I also changed left control to be ~ because it helps my vim workflow.

lol nope

For screen layout selection, I have a script that pipes ls ~/.screenlayout into dmenu, so I can select multiple screen layout shell scripts that were generated with arandr. that’s super+F8. Super+Shift+F8 gives you something special. This is my prototype auto-detecting layout selector. I have 3 potential screen configurations; internal laptop, external 38in, or both. Depending on lid state and thunderbolt dock presence, I need to change em. (that’s the script I pasted above)

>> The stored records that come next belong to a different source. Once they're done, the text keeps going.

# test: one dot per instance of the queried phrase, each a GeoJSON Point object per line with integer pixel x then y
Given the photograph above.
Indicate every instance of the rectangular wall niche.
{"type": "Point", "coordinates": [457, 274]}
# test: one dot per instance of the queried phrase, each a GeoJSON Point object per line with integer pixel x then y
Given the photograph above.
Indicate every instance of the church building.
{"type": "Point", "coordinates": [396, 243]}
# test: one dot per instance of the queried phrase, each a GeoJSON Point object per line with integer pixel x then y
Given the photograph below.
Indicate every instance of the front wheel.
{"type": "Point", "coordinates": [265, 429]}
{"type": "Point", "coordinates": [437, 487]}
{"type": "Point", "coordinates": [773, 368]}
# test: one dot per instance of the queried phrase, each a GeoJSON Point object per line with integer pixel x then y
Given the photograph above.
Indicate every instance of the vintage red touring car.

You can manually run it that way, but i’ve also got udev triggers for it. Just doesn’t always work 100%.

lol nope

2 Likes

You’re drunk, go home.

Tbh, I am so close to just running a full suckless stack on CentOS 8 Stream. The whole point is that you compile it from scratch so why not? And the way I was using Command Output panel widget is essentially how you’re supposed to use dmenu.

I would actually be surprised if KDE performed better in arch for me. The issues I have seen appear to be entirely within KDE and do not relate to larger system issues.

This is absolutely fine with me as long as it’s only once. If I have to relearn the wheel every time I have to update or troubleshoot this or that, then no.

That said, I might just go full Luke Smith and suckless everywhere!

If you’re using i3 on X11 with no DE, what are you using to login? Do you have a tutorial or something I can look at, because it was my understanding that you needed some sort of DE to scaffold for the WM.

Yeah, basically.

I’ve been using dmenu for a lot of cool stuff lately.

This is why you track your dotfiles with git. You can see your history, and you can build the environment you like/need.

And you can migrate bits and pieces to other machines with PRs. :stuck_out_tongue:

It’s important to know that a Desktop Environment and a Display Manager are two different things.

Desktop Environment is something like Gnome, KDE, XFCE…

Display Manager is GDM, SDDM, LightDM, etc…

Display Manager is what you log in with. You don’t need one for a minimal install, but you absolutely can have one. LightDM is always a good choice in that case…

tail -n5 .zprofile
[ ! -f ${XDG_CONFIG_HOME:-$HOME/.config}/shortcutrc ] && shortcuts > /dev/null 2>&1 &

[ "$(tty)" = "/dev/tty1" ] && ! ps -e | grep -qw Xorg && exec startx

You use the standard console login. ZSH is my shell, so .zprofile gets executed on login. This oneliner checks if I’m logging into TTY1 and if so, it starts x. and in ~/.xinitrc, you simply place exec i3 to get i3 up and running.

2 Likes

I managed to break Manjaro i3 install. It probably wasn’t anything huge, but I just couldn’t update the system. Just didn’t have the time or energy to start digging around so instead I installed Ubuntu back, and rolled with AwesomeWM, which is what I’m currently using.

But I did like Manjaro overall, I just wasn’t sure if rolling release is for me after all.

I might just go and try regular Arch next.

You will need a display manager, aka login manager. Something like LightDM, SDDM, etc.

1 Like

No you don’t. :troll:

.${SHELL:1:1}profile scripts are plenty.

2 Likes

So. This is how you learn. If you run into package conflicts on Arch like that, it’s 99.9% of the time a situation where there’s a PSA about manual intervention needed.

Pacman is a very simple package manager and so it doesn’t have the “migration” type features Apt or Yum have.

That’s why I’ve got Arch’s news/updates RSS feed in newsboat. If I run into a problem, the first thing I do is check there.

1 Like

Nerd

/s

Legit didn’t know you can do it that way too. Have to look into that.